どのインディ(ーズ)レーベルから出ているのかをチェックして、CDを買った時期があった。

1990年代半ば。大きめの都市にはたいてい外資系のCDショップがあり、なかなかの人気だった。CD全盛の時代でした。

当時お気に入りだったのはUKもの。マッドチェスターやブリットポップ、ドラムンベースとか言われた流れのものをよく聞いた。

バイブルはロッキング・オン。増井修や宮嵜広司、田中宗一郎がディスクレビューを書いているというだけで、そのバンドのシングルを買ったりしていました。

彼らの音楽評にはインディレーベルやその周辺の話がちりばめられていることが多くて、その雰囲気を知るのが楽しかった。

影響されるままに、インディレーベルをみてCDを買うようになりました。

ラフトレード(ザ・スミス)、ファクトリー(ニュー・オーダー)、パーロフォン(レディオヘッド、ブラー)、アイランド(パルプ、クランベリーズ)、ゴー・ディスクズ(ポーティスヘッド、ラーズ)…。

何もわかっていない私でも勢いを感じていたのが、クリエーション。オアシスやプライマル・スクリーム、ライド、スーパー・ファリー・アニマルズ、ブー・ラドリーズと、これもアラン・マッキーのクリエーションなんだ、という感じでした。なんだかすげえなと。

だから、新宿で観た『クリエーション・ストーリーズ』はとにかく懐かしかった。

映画は、クリエーション・レコーズ(1983~99)創設者のアラン・マッギーの半生を面白おかしく描いたもの。

とにかく音楽が好きなパリピで、クスリもやりまくっていたけど、いい耳と強運に恵まれた人でした。

借金取りから逃げるため、事務所に散らかっていたマスターテープを段ボールに入れて逃げるシーンは、昔音楽はフローではなく、ストックというかパッケージだったよなあ、と感慨深かった。

特に印象に残ったのは、トニー・ブレアの労働党がアラン・マッギーを政治利用していく場面。
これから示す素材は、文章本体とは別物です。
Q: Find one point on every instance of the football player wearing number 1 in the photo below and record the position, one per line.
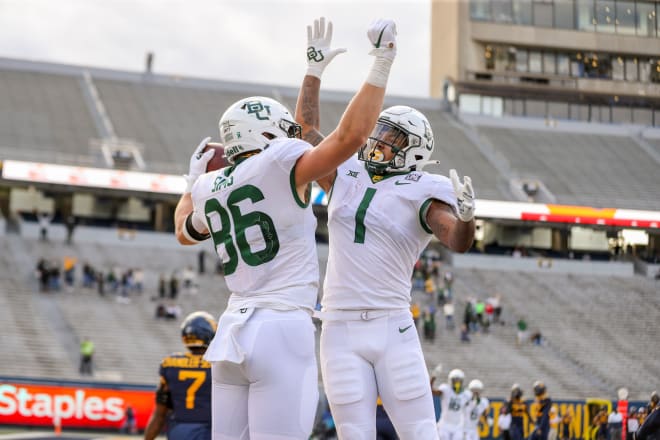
(257, 212)
(382, 213)
(183, 397)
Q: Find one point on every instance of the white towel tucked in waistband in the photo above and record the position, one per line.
(225, 347)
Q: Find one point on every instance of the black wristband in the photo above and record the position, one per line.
(191, 232)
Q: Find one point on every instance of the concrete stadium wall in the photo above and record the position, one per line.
(533, 264)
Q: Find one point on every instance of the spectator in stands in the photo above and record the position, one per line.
(172, 311)
(43, 273)
(69, 265)
(541, 416)
(54, 275)
(174, 286)
(504, 423)
(496, 301)
(480, 313)
(555, 420)
(465, 333)
(475, 411)
(128, 426)
(521, 335)
(201, 255)
(536, 338)
(162, 286)
(429, 324)
(44, 220)
(86, 354)
(448, 310)
(179, 372)
(600, 421)
(188, 278)
(448, 278)
(614, 424)
(650, 428)
(70, 224)
(468, 314)
(453, 400)
(632, 424)
(653, 403)
(416, 312)
(565, 425)
(100, 282)
(517, 407)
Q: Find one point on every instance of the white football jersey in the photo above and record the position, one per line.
(473, 412)
(452, 405)
(377, 232)
(262, 231)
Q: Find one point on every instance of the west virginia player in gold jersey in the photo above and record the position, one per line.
(183, 398)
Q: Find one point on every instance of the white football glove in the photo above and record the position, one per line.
(382, 34)
(198, 162)
(437, 371)
(464, 196)
(319, 53)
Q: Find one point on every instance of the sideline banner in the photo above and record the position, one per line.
(72, 404)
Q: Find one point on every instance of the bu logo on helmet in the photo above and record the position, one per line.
(257, 107)
(313, 54)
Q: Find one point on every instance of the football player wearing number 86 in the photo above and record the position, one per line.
(257, 212)
(382, 213)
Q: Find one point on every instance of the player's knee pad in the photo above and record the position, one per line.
(408, 377)
(354, 432)
(420, 430)
(342, 379)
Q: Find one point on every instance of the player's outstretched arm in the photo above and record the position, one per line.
(156, 422)
(319, 55)
(454, 229)
(360, 115)
(187, 228)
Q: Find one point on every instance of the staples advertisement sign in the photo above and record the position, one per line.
(72, 405)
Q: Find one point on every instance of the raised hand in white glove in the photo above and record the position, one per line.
(198, 162)
(319, 53)
(464, 196)
(382, 34)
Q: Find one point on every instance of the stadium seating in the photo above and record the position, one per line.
(595, 329)
(581, 169)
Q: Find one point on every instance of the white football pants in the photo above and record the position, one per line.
(471, 434)
(364, 359)
(273, 394)
(450, 432)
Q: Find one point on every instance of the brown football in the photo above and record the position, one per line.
(218, 160)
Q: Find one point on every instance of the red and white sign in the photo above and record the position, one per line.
(92, 177)
(72, 406)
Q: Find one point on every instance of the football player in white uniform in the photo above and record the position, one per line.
(382, 213)
(476, 408)
(257, 212)
(453, 401)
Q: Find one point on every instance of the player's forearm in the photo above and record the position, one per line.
(181, 213)
(155, 425)
(463, 236)
(308, 107)
(360, 117)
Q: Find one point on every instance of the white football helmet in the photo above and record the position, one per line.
(250, 123)
(407, 132)
(476, 385)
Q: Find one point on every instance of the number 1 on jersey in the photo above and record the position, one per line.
(361, 213)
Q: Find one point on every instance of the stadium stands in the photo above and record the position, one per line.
(595, 328)
(49, 118)
(581, 169)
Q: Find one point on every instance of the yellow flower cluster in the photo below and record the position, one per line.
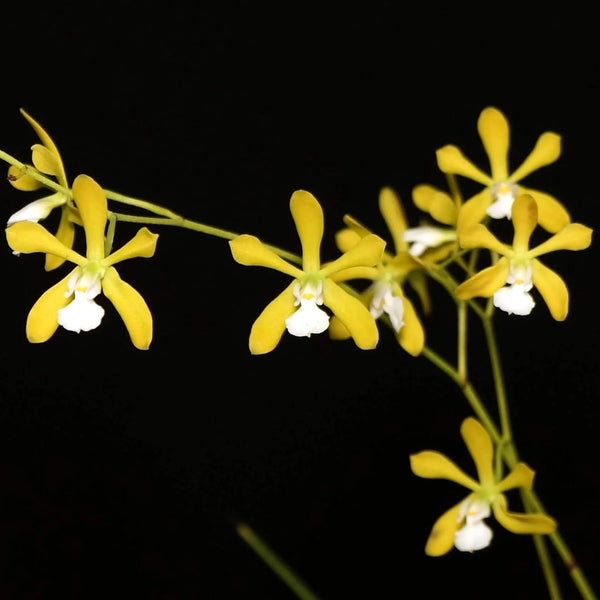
(448, 247)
マッギーはブレアを信じたが、党(とメディア)はマッギーを信じなかった。

労働党の政策は結局ネオリベで、「労働者階級」が支えたクリエーションはなくなり、インディーズ・レーベルの時代も幕を閉じた。

そんなことを知らない私は、UKものから勢いや明るさがなくなり、CDショップから消えていく事態がたださみしかった。

(クールジャパンという言葉を初めて聞いた時、クール・ブリタニアを連想した人は多かっただろう)

レーベルの存在感などなく、アーティストとファンが直接つながるようになった今からすると、この映画は「デジタル前史」でしかないんでしょうが、なんか泣けました。

私は今も、ライナーノーツを読むために日本版のCDを買ってます。多分、ずっと買います。

1990年代が青春だった、博士課程の飯田でした。